Principle 5 Guidelines
The following guidelines underpin Principle 5:
● 5a. Arrange elements to minimize hazards and errors: most used elements, most accessible; hazardous elements eliminated, isolated, or shielded.
● 5b. Provide warnings of hazards and errors.
● 5c. Provide fail safe features.
● 5d. Discourage unconscious action in tasks that require vigilance.
Principle 6: Low Physical Effort
The design can be used efficiently and comfortably and with a minimum of fatigue.
Principle 6 Guidelines
The following guidelines underpin Principle 6:
● 6a. Allow user to maintain a neutral body position.
● 6b. Use reasonable operating forces.
● 6c. Minimize repetitive actions.
● 6d. Minimize sustained physical effort.

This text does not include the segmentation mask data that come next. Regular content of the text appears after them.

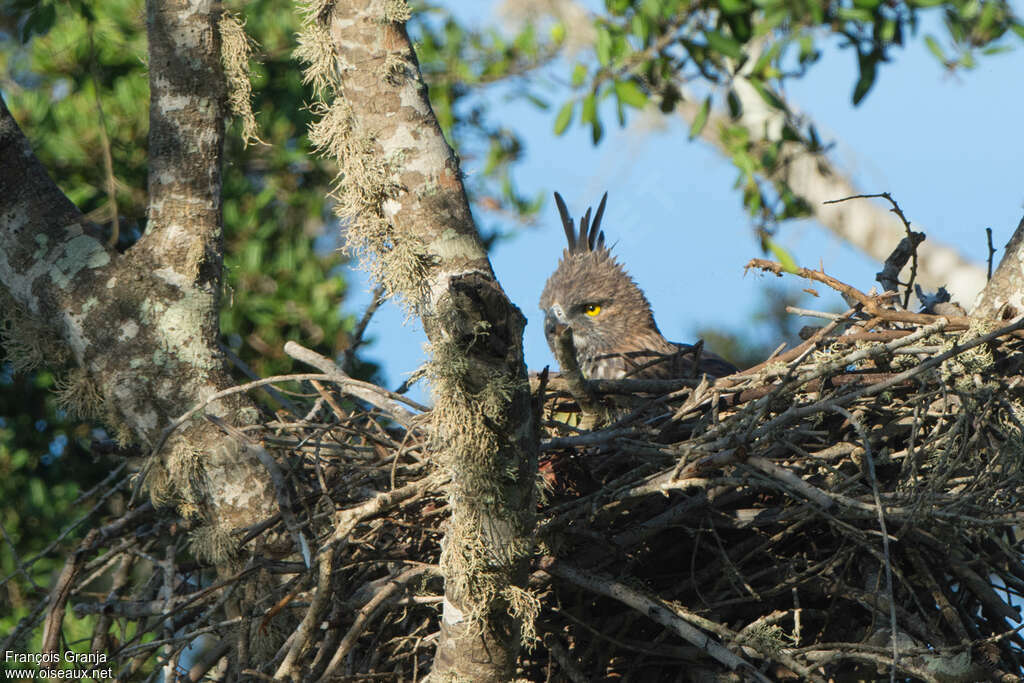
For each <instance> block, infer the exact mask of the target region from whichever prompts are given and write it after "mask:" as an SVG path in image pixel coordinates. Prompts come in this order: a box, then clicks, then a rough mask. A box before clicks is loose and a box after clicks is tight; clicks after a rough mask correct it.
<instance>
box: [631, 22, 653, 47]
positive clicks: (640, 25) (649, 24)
mask: <svg viewBox="0 0 1024 683" xmlns="http://www.w3.org/2000/svg"><path fill="white" fill-rule="evenodd" d="M630 26H631V28H632V30H633V33H634V35H636V37H637V38H639V39H640V42H641V43H643V44H645V45H646V44H647V37H648V36H650V20H649V19H648V18H647V17H646V16H644V15H643V14H634V15H633V20H632V22H631V23H630Z"/></svg>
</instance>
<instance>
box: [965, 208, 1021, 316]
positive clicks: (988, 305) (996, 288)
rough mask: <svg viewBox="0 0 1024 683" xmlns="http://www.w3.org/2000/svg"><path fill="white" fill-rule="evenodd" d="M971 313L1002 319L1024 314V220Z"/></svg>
mask: <svg viewBox="0 0 1024 683" xmlns="http://www.w3.org/2000/svg"><path fill="white" fill-rule="evenodd" d="M971 314H972V315H977V316H980V317H998V318H1000V319H1010V318H1013V317H1017V316H1018V315H1021V314H1024V218H1022V219H1021V222H1020V223H1019V224H1018V225H1017V229H1016V230H1014V233H1013V237H1011V238H1010V242H1009V243H1007V249H1006V252H1004V254H1002V259H1000V260H999V265H998V267H997V268H996V269H995V272H993V273H992V279H991V280H990V281H989V282H988V285H987V286H986V287H985V289H983V290H982V291H981V294H980V295H979V296H978V300H977V302H975V306H974V310H972V311H971Z"/></svg>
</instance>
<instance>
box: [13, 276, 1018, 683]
mask: <svg viewBox="0 0 1024 683" xmlns="http://www.w3.org/2000/svg"><path fill="white" fill-rule="evenodd" d="M755 265H759V266H761V267H765V268H768V269H776V270H777V267H776V266H772V265H771V264H765V263H759V264H755ZM803 274H805V275H807V276H810V275H811V274H813V273H808V272H804V273H803ZM815 279H817V280H819V281H821V282H827V280H830V279H827V276H826V275H824V274H823V273H819V274H818V275H815ZM827 284H831V285H834V286H835V285H836V283H835V281H833V282H831V283H827ZM840 285H841V284H840ZM843 287H846V286H843ZM838 289H841V288H839V287H838ZM853 293H854V296H853V299H854V303H855V305H854V307H853V308H851V309H850V310H849V311H847V312H846V313H844V314H837V315H833V316H830V318H829V319H828V323H827V325H825V326H824V327H823V328H819V329H816V330H814V331H812V332H811V333H809V334H808V337H809V338H808V339H807V340H806V341H805V343H804V344H802V345H801V346H799V347H797V348H795V349H791V350H790V351H786V352H784V353H779V354H778V355H776V356H775V357H773V358H770V359H769V360H766V361H765V362H764V364H761V365H760V366H758V367H757V368H755V369H752V370H750V371H746V372H744V373H741V374H739V375H736V376H733V377H731V378H726V379H724V380H719V381H718V382H716V383H708V382H707V381H701V380H697V379H693V380H679V381H671V382H650V381H647V382H641V381H629V380H624V381H620V382H596V383H591V384H590V387H589V388H590V389H591V390H593V391H594V392H596V393H595V394H594V395H596V396H597V398H598V400H599V402H600V403H602V404H605V405H609V404H613V405H614V408H613V411H612V413H613V415H614V417H613V418H612V422H611V423H610V424H608V423H606V424H605V426H604V427H602V428H599V429H595V430H590V431H581V430H579V429H574V428H572V427H571V426H569V425H570V424H572V423H573V422H574V421H573V420H568V421H566V420H565V417H566V415H571V414H572V413H573V412H575V411H578V410H579V409H577V408H575V405H577V402H575V401H574V400H573V399H572V397H571V395H569V394H568V393H567V392H566V391H564V390H563V387H565V386H566V385H567V383H566V382H565V381H564V378H552V379H551V380H550V381H545V380H542V379H540V378H536V380H537V381H536V385H537V387H536V389H537V390H538V391H543V392H544V396H543V398H544V401H543V405H544V409H543V413H544V414H543V419H544V421H545V432H546V436H545V438H544V439H543V441H542V445H541V449H542V458H541V461H542V463H541V469H540V472H539V478H540V479H541V480H542V481H543V483H544V488H545V495H544V496H542V499H543V501H542V502H541V504H540V506H539V524H538V556H537V561H536V565H535V569H534V572H532V574H531V577H530V588H531V590H534V591H535V592H536V594H537V595H538V597H540V599H541V601H542V605H543V607H542V611H541V614H540V616H539V617H538V618H537V622H536V628H537V633H538V638H537V640H536V641H535V642H534V643H532V647H531V648H527V649H526V650H525V651H524V655H523V657H522V659H521V669H522V672H521V674H522V676H523V677H524V678H527V679H529V680H572V681H594V680H605V679H620V678H622V679H631V680H634V681H660V680H666V681H677V680H678V681H686V680H737V681H738V680H781V679H786V678H790V679H795V680H804V679H806V680H820V681H825V680H865V679H866V680H872V679H874V678H879V677H884V678H886V679H888V678H889V676H890V672H895V676H898V677H900V678H911V679H920V680H927V681H953V680H957V681H977V680H995V681H1010V680H1018V675H1019V674H1020V672H1021V671H1022V664H1024V661H1022V658H1024V657H1022V652H1021V646H1022V645H1024V640H1022V639H1021V637H1020V636H1019V635H1018V634H1017V631H1016V629H1017V628H1018V627H1019V625H1020V623H1019V618H1020V616H1019V612H1018V608H1017V606H1016V605H1017V604H1019V602H1020V597H1019V596H1020V595H1021V594H1022V593H1024V565H1022V562H1021V550H1022V549H1021V548H1020V544H1019V542H1018V540H1017V538H1016V533H1015V525H1016V524H1017V523H1018V520H1019V519H1020V515H1021V503H1020V501H1021V500H1022V499H1024V474H1022V469H1024V468H1022V465H1024V441H1022V436H1024V435H1022V431H1024V428H1022V425H1021V421H1022V411H1024V407H1022V403H1021V398H1022V389H1021V386H1020V385H1021V376H1020V375H1021V367H1022V362H1024V353H1022V348H1024V338H1022V337H1024V333H1022V329H1024V321H1017V322H1013V323H1008V322H995V321H988V322H978V321H971V319H969V318H966V317H957V316H952V317H949V316H947V317H940V316H937V315H928V314H915V313H908V312H906V311H903V310H901V309H898V308H896V307H895V306H893V305H892V304H891V303H890V302H891V300H892V297H872V296H867V295H864V294H861V293H859V292H856V291H855V290H854V291H853ZM847 294H851V293H850V292H847ZM290 352H292V353H293V355H296V356H297V357H301V358H302V359H304V360H306V361H309V362H312V364H313V365H316V366H318V367H319V369H321V370H322V371H324V374H323V375H318V376H311V377H313V378H314V379H312V380H308V379H307V380H306V381H304V382H303V386H304V387H305V390H306V392H307V393H306V395H305V396H294V395H293V396H291V397H290V398H289V399H287V402H288V404H289V405H290V407H291V410H292V412H293V413H295V414H297V415H291V416H288V417H280V418H279V419H276V420H273V421H269V422H267V423H266V424H265V425H263V427H262V428H261V429H260V430H258V431H252V432H249V433H246V434H241V433H240V434H238V437H239V438H240V439H246V440H249V441H251V444H252V447H253V449H256V450H258V451H260V452H261V453H263V454H270V455H271V456H272V458H266V459H265V460H266V462H267V463H268V465H267V466H268V467H269V468H270V469H271V470H274V469H276V470H278V471H276V472H271V473H272V474H273V477H274V479H275V482H276V484H278V488H279V499H280V500H281V508H282V509H281V513H280V514H279V515H276V516H275V517H273V518H271V519H268V520H267V521H266V522H265V523H264V524H262V525H260V526H259V527H256V528H253V529H249V531H248V532H246V533H242V535H236V536H234V537H230V538H227V539H222V538H211V535H210V532H209V531H208V530H205V529H207V526H205V525H204V523H202V522H201V521H200V520H188V519H182V518H179V517H175V516H174V515H173V514H168V512H167V511H163V512H161V511H155V510H154V509H153V508H152V507H150V506H148V505H146V506H142V507H139V508H136V509H134V510H132V511H129V512H127V513H126V515H125V516H124V517H122V518H120V519H116V520H113V521H110V522H109V523H106V524H105V525H103V526H99V527H97V528H96V529H95V530H94V531H93V532H91V533H89V536H88V537H87V538H86V540H85V541H84V542H83V543H82V545H81V547H80V549H79V550H78V552H76V553H75V554H74V555H73V557H72V558H71V559H69V564H68V568H66V571H65V574H66V577H63V578H62V579H61V582H62V583H65V585H66V586H65V587H66V588H67V591H66V592H65V595H63V598H62V600H63V601H65V602H61V601H60V600H61V598H60V595H59V591H58V590H55V591H54V593H53V594H52V595H51V596H50V597H49V598H47V600H45V601H43V602H42V603H41V606H40V609H39V610H37V612H36V613H35V614H33V615H32V616H31V617H30V618H28V620H26V621H25V622H24V623H23V625H22V626H20V627H19V631H18V632H15V633H14V634H12V636H11V638H10V639H9V640H8V642H7V643H5V645H4V647H5V648H7V649H10V646H11V644H12V643H14V642H16V640H17V638H19V637H20V636H24V634H25V633H27V632H28V630H30V629H31V628H32V626H33V624H35V623H38V622H40V621H43V620H44V618H46V620H47V627H48V631H50V632H52V631H53V628H54V623H55V626H56V627H59V625H60V618H59V616H60V615H61V614H62V613H63V605H65V603H66V602H67V601H68V599H69V597H68V596H71V603H72V605H73V606H74V608H75V610H76V612H77V613H78V614H98V615H99V618H98V620H97V622H96V624H95V633H94V635H93V639H94V640H93V649H94V650H99V651H105V652H108V654H109V657H110V659H111V660H112V661H113V663H114V665H115V670H116V671H119V672H121V673H122V674H123V675H124V676H125V677H126V678H131V677H132V676H133V675H132V674H131V673H130V672H131V671H133V669H132V667H135V668H137V671H139V672H142V673H145V672H147V671H153V667H154V666H161V667H163V666H168V667H169V666H174V665H175V664H177V665H178V666H181V665H182V664H183V663H185V661H186V660H187V663H188V668H190V669H191V670H193V673H194V675H202V674H203V673H204V672H205V671H208V670H211V671H215V668H216V667H217V666H219V667H224V666H229V667H230V668H231V669H232V670H233V671H234V672H245V673H244V675H243V676H242V678H253V679H261V680H263V679H266V677H274V678H279V679H284V678H287V677H294V678H295V679H297V680H316V679H318V678H321V677H325V678H331V679H338V680H370V679H373V680H416V679H418V678H422V677H423V675H424V674H425V673H426V672H427V671H429V669H430V665H431V658H432V656H433V650H434V645H435V642H436V637H437V628H438V612H439V605H440V602H441V599H442V598H441V595H442V590H443V586H442V583H441V581H440V578H439V571H438V568H437V561H438V555H439V543H440V539H441V537H442V533H443V530H444V525H445V519H446V517H447V514H449V510H447V507H446V505H447V504H446V499H445V482H446V480H447V479H446V477H447V474H446V473H445V472H443V471H441V470H439V469H438V468H437V467H435V466H434V465H433V464H432V462H431V459H430V456H429V454H428V453H427V451H426V444H427V442H428V439H427V431H426V430H427V427H426V425H428V424H429V421H428V420H427V419H425V417H426V411H425V409H423V408H422V407H418V405H416V404H414V403H409V402H407V403H401V402H400V400H399V398H398V397H396V396H395V395H393V394H387V393H386V392H384V391H383V390H380V389H377V388H374V387H371V386H370V385H364V384H360V383H356V382H354V381H353V380H349V379H347V378H345V377H344V376H343V375H342V374H341V372H340V371H339V370H338V369H337V368H336V367H334V366H333V364H331V361H330V360H327V359H325V358H318V357H315V356H313V354H311V353H309V352H307V351H305V350H304V349H301V348H300V347H297V346H294V345H293V346H291V350H290ZM300 407H301V410H300ZM279 415H281V416H284V415H285V412H282V413H280V414H279ZM585 417H586V416H585ZM225 428H226V426H225ZM114 485H115V486H118V485H120V484H114ZM189 529H190V530H189ZM168 539H171V541H172V542H173V543H174V544H175V545H174V546H173V547H174V548H179V549H184V548H185V547H187V546H188V545H189V544H191V546H190V547H191V548H194V549H196V548H200V550H202V551H203V553H196V552H194V553H193V554H191V556H190V558H189V559H187V560H185V559H182V557H186V556H187V555H184V554H175V553H174V552H169V551H168V550H167V544H168ZM211 548H213V549H214V550H217V551H219V552H220V553H221V554H224V553H227V554H229V555H231V556H232V557H234V566H236V569H234V570H233V572H229V575H227V574H225V572H224V571H223V569H222V570H221V574H220V575H217V574H216V572H215V571H214V570H213V568H212V566H211V562H209V561H208V560H205V559H199V560H198V559H195V558H196V557H199V556H209V555H210V554H211V551H210V549H211ZM204 553H205V555H204ZM112 575H113V582H114V584H113V586H111V585H110V579H109V578H110V577H112ZM102 577H108V580H106V581H108V583H106V584H104V585H103V586H104V587H103V589H102V590H101V591H99V592H98V593H97V589H96V586H97V585H98V584H97V582H98V581H99V580H100V579H101V578H102ZM133 577H134V578H133ZM139 577H141V578H139ZM66 580H67V581H66ZM57 588H58V589H59V588H60V587H59V586H58V587H57ZM236 603H237V604H241V605H242V606H243V607H242V609H241V611H239V610H238V609H232V608H231V607H230V606H231V605H232V604H236ZM57 631H59V629H57ZM19 634H20V635H19ZM145 634H148V637H150V638H153V637H155V638H156V639H155V640H151V641H146V638H144V637H143V635H145ZM202 634H206V636H205V637H207V638H208V639H209V640H208V641H207V642H206V645H205V646H206V647H207V648H208V651H207V653H206V654H205V655H204V656H202V657H200V658H199V659H195V658H188V657H184V658H181V652H182V649H183V648H184V647H185V646H186V645H187V644H188V643H190V642H195V639H196V638H197V637H198V636H199V635H202ZM228 651H230V652H231V654H230V657H229V658H225V659H222V658H221V657H222V655H223V654H224V653H225V652H228ZM218 660H219V664H218ZM155 663H157V664H156V665H155ZM225 663H227V664H225ZM138 676H141V674H139V675H138Z"/></svg>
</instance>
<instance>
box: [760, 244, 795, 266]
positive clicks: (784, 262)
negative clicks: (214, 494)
mask: <svg viewBox="0 0 1024 683" xmlns="http://www.w3.org/2000/svg"><path fill="white" fill-rule="evenodd" d="M762 240H764V245H765V247H766V248H767V249H768V251H770V252H771V253H772V254H773V255H774V256H775V258H777V259H778V262H779V263H781V264H782V269H783V270H785V271H786V272H793V273H796V272H797V271H799V270H800V266H798V265H797V260H796V259H795V258H793V255H792V254H791V253H790V252H788V251H787V250H785V249H783V248H782V247H780V246H778V244H777V243H776V242H775V241H774V240H772V239H771V238H768V237H764V238H762Z"/></svg>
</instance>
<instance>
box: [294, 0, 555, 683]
mask: <svg viewBox="0 0 1024 683" xmlns="http://www.w3.org/2000/svg"><path fill="white" fill-rule="evenodd" d="M325 7H327V8H330V7H332V5H324V3H309V4H308V5H307V10H308V12H309V13H310V14H311V15H312V16H311V20H310V24H309V26H308V27H307V31H306V33H304V34H303V38H302V39H301V42H303V43H304V44H306V45H313V44H321V45H325V44H327V45H328V46H329V47H330V48H331V49H333V50H334V52H335V54H336V55H337V63H336V68H335V69H324V65H323V63H321V65H317V63H316V62H315V61H314V60H312V59H310V61H311V66H310V68H309V69H308V70H307V79H309V80H312V81H313V82H314V83H319V84H322V86H323V87H322V89H321V92H325V94H332V93H333V94H336V97H335V98H334V99H333V101H323V102H322V106H321V110H322V113H323V114H324V116H323V118H322V120H321V121H319V122H318V123H317V124H315V125H314V127H313V130H312V131H311V133H310V137H311V138H312V139H313V140H314V141H315V142H316V143H317V144H318V145H319V147H321V148H322V150H324V151H326V152H327V153H329V154H333V155H335V156H336V157H337V158H338V162H339V166H340V168H341V172H342V174H343V176H344V179H343V181H342V182H341V184H340V185H339V187H338V188H337V197H338V200H339V207H338V211H339V214H340V215H341V216H342V218H343V220H344V221H345V223H346V224H347V236H346V238H347V243H348V247H349V249H352V250H355V251H357V252H359V253H360V254H361V255H362V257H364V259H365V262H367V261H369V262H370V264H371V269H372V270H373V272H374V273H375V274H376V276H377V278H378V279H380V281H381V283H382V284H383V285H384V286H385V287H386V288H387V290H388V292H389V293H391V294H395V295H398V296H399V297H400V298H401V300H402V301H403V303H404V304H406V305H407V306H409V307H410V309H411V310H413V311H415V312H416V313H418V314H419V315H420V316H421V318H422V319H423V326H424V329H425V330H426V333H427V337H428V339H429V341H430V346H431V355H432V359H431V361H430V375H431V377H432V380H433V383H434V402H435V407H434V410H433V416H434V419H433V436H434V439H433V442H434V454H435V457H436V459H437V462H438V463H439V464H440V465H442V466H443V467H446V468H447V469H449V470H450V471H451V473H452V481H453V483H452V485H451V490H450V498H451V501H452V506H453V516H452V520H451V523H450V526H449V529H447V533H446V538H445V542H444V548H443V552H442V559H441V563H442V568H443V570H444V574H445V595H444V603H443V607H444V609H443V618H442V623H441V632H440V639H439V642H438V646H437V654H436V657H435V664H434V669H433V672H432V676H433V677H434V678H435V679H436V680H440V679H443V678H446V677H457V678H459V679H465V680H473V681H481V682H482V681H504V680H509V679H510V678H512V677H513V674H514V667H515V661H516V656H517V652H518V647H519V642H520V639H521V637H522V636H521V631H522V629H523V625H524V624H525V625H526V628H527V629H528V628H529V627H530V626H531V614H532V612H534V611H535V605H536V600H535V599H534V598H532V596H531V595H530V594H528V593H527V592H526V591H525V590H524V589H523V588H522V587H523V586H524V585H525V580H526V569H527V563H528V558H529V556H530V553H531V548H532V543H531V538H530V535H531V531H532V527H534V515H535V511H534V508H535V505H536V502H535V481H536V476H537V453H538V439H539V434H538V429H537V421H536V420H535V417H534V409H532V403H531V400H530V395H529V387H528V382H527V379H526V367H525V364H524V360H523V353H522V330H523V326H524V324H525V321H524V318H523V316H522V314H521V313H520V312H519V310H518V309H517V308H516V307H515V306H514V305H512V304H511V303H510V302H509V300H508V298H507V297H506V296H505V293H504V292H503V291H502V289H501V286H500V285H499V284H498V282H497V281H496V279H495V275H494V272H493V270H492V268H490V263H489V261H488V259H487V255H486V251H485V250H484V248H483V246H482V243H481V242H480V239H479V236H478V233H477V231H476V227H475V224H474V223H473V219H472V215H471V214H470V210H469V205H468V202H467V200H466V195H465V190H464V188H463V185H462V182H461V179H460V170H459V163H458V161H457V160H456V158H455V155H454V153H453V152H452V150H451V147H449V145H447V143H446V142H445V140H444V137H443V135H442V134H441V131H440V128H439V126H438V125H437V121H436V119H435V118H434V115H433V112H432V110H431V109H430V103H429V100H428V99H427V92H426V87H425V86H424V84H423V81H422V78H421V76H420V73H419V67H418V63H417V60H416V55H415V53H414V52H413V49H412V45H411V44H410V41H409V37H408V35H407V34H406V30H404V19H406V18H408V8H407V7H406V6H404V3H400V2H394V1H385V0H374V1H372V2H369V3H367V2H356V1H355V0H346V1H340V2H336V3H334V4H333V10H332V9H325ZM317 41H318V43H317ZM306 56H309V54H308V53H307V55H306Z"/></svg>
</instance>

Principle 7: Size and Space for Approach and Use
Appropriate size and space is provided for approach, reach, manipulation, and use regardless of user's body size, posture, or mobility.
Principle 7 Guidelines
The following guidelines underpin Principle 7:
● 7a. Provide a clear line of sight to important elements for any seated or standing user.
● 7b. Make reach to all components comfortable for any seated or standing user.
● 7c. Accommodate variations in hand and grip size.
● 7d. Provide adequate space for the use of assistive devices or personal assistance.